The FDA Supports Research to Reduce Health Disparities
The U.S. Food and Drug Administration funds research that can help improve the understanding of health disparities among racial and ethnic minorities—and is committed to protecting the public health of all Americans.
Scientific researchers now are working on an important topic: how to reduce health disparities among racial and ethnic minorities. And they’re doing it by collaborating with the U.S. Food and Drug Administration.
Health disparities refer to differences in the health status of different groups of people. These differences may affect how often a disease occurs (frequency), how serious a disease is (severity), or how often a disease results in death (mortality) among certain groups.

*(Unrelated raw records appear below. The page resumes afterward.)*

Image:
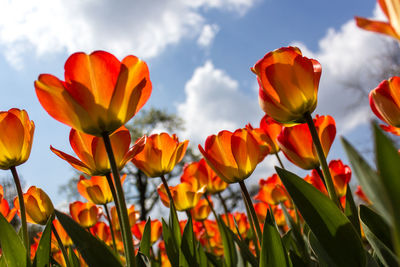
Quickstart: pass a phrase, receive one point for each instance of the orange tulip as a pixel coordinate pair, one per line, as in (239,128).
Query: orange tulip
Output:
(201,211)
(65,239)
(5,210)
(199,172)
(160,154)
(96,189)
(156,230)
(102,231)
(272,191)
(288,84)
(16,136)
(232,156)
(385,103)
(100,93)
(38,206)
(93,159)
(185,195)
(391,8)
(133,216)
(86,214)
(297,145)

Health disparities exist for many conditions, including HIV/AIDS, hepatitis, diabetes, cancer, and heart disease. Racial and ethnic minorities may be more likely to have these diseases or may be more likely to have serious effects from them.
“Some of these differences may be partly due to the circumstances in which people are born, grow up, live, work and age, as well as by their differences in access to healthcare,” says Jonca Bull, M.D., the FDA’s assistant commissioner for minority health. “But we also need to explore whether there is a biological basis for these differences, including how safe and effective a medical product might be in the individual. It’s another way to focus the lens on personalized medicine.”
So the Office of Minority Health (OMH) Research and Collaboration program is strengthening the FDA’s ability to identify and address these disparities in several key ways.
General Activities and Scientific Research
Since its creation in 2010, OMH has focused on addressing minority health issues and on promoting effective public communication. And because the FDA is part of the U.S. Department of Health and Human Services, the office also works on goals related to the department’s action plan (PDF 1 MB) for reducing health disparities.
“Each federal agency is unique and plays a role in understanding the complex causes of—and solutions for—health disparities,” explains Christine Merenda, M.P.H., R.N., manager of OMH’s intramural research program. “Our office focuses on the role of FDA-approved medical products such as drugs, biologics, and devices, including how these products can potentially close the health disparities gap.”
OMH funds various research projects that can help the FDA better understand health issues, such as diabetes and heart disease, that affect minority populations disproportionately. These projects also can help with the agency’s decision-making process when it reviews medical products.
Funded projects include the following:
- research at the University of Hawaii, Manoa, on the use of diabetes medication by Asians and Pacific Islanders living in that state;
- an examination of health disparities in HIV/AIDS in minority women conducted by Meharry Medical College;
- and research on Alzheimer’s Disease in African Americans and whether there are race-related differences in the disease’s biological markers.
OMH also helps advance the education of students and their understanding of health disparities through fellowships and the FDA’s Pharmacy Student Experiential Program.
Because the FDA uses data from clinical trials (voluntary human research) to determine whether medical products are safe and effective, the Office of Minority Health also helps educate medical product developers on best practices to collect race and ethnicity data for these trials.
For instance, in October 2016, OMH published a guidance document, “Collection of Race and Ethnicity Data in Clinical Trials,” that provides recommendations for using a standardized approach for collecting and reporting race and ethnicity data in clinical trials for FDA-regulated medical products.
“Minority populations may respond differently to medical products. So sponsors for these products must submit a plan for racial and ethnic inclusion for clinical trials, and they have to do it at their earliest stage of development. It can’t be an afterthought,” explains Martin Mendoza, Ph.D., director of extramural research at OMH. “Diversity in clinical trials is important, which is why this guidance is important as well.” (Read more about diversity in clinical trials on the FDA’s website.)
A Focus on Communication
Disparities also can be addressed through effective consumer communication. That’s why the FDA also funds communication research. For example, one project at the University of Nebraska Medical Center explored how rural and urban Latinos in Nebraska accessed information about health promotion and disease prevention.
OMH also has funded research projects at the FDA’s Centers of Excellence in Regulatory Science and Innovation (CERSIs), which are collaborations between the agency and academic institutions. The University of Maryland CERSI, for instance, worked to determine how the FDA can improve the health literacy and cultural competence of its own consumer communications.
Other research collaborations with outside entities, including the National Institutes of Health, universities, and other public and private partners, strengthen the FDA’s health disparities program.
“By collaborating with other federal agencies and academic research centers, we benefit from their expertise and their investments in research related to our interests,” Merenda explains.
And the FDA’s Office of Minority Health remains committed to improving public health for all Americans.
“The fight against health disparities is a major FDA focus,” adds Bull. “Helping to ensure that patients fully understand best practices for good health, and how to safely and effectively use FDA-approved medical products, is a priority.”